Indian Americans are making waves in politics. Nikki Haley won a runoff election yesterday as the South Carolina Republican governor nominee with 65% of the vote. She is favored to take the Governor seat in November. If Nikki Haley wins, she would be South Carolina’s first woman governor and the first Indian-American woman in the country to win such a post. She’ll join Bobby Jindal of Louisiana as the second Indian-American governor in the US. Her backers include the “tea party” movement and Sarah Palin. Let’s see what happens in November.... and to go with our RC Cola, Slim Jim, and Moonpie of a glorious feast ... we have a little banana cream pudd'n to go with it.
Read Dylan Matthew's jewel over at Ezra Klein's place - it points out something that hit me like a bolt the after living in the Northeast a few years ... and one of the reasons I will never go back.
It starts with a question.
What states experience the highest racial achievement gap and how is has that changed over the course of history?... and turns your biases on their heads.

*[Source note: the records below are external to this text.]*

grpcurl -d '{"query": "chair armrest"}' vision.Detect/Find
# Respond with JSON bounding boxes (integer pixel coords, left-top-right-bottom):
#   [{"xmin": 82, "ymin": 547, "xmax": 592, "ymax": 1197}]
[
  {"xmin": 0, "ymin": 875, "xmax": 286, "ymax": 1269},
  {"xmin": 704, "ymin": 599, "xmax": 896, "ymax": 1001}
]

On math, for example, Wisconsin, Nebraska, Illinois and Connecticut immediately follow, topping southern states where legally enforced school segregation was a more recent phenomenon. Among southern states, the deep South, where one might expect to see the largest gaps, does not stand out, with Alabama and Mississippi doing roughly as well as the Carolinas or Tennessee. Hawaii and West Virginia report the smallest gaps in both surveys. Both have notably small black populations, which provide less opportunity for de facto school segregation.Perfect? No, but we've come a long way. If the South's critics would take some time to get out of their glass houses in NYC and LA they would know it. Spend a week in Charleston and Savannah or let me take you through the central spine of FL some day. The sharp among you would have also noticed that both of these Southerners are Gen X
So - ya'll hater-Yankees and race-hustling poverty pimps; kiss my grits.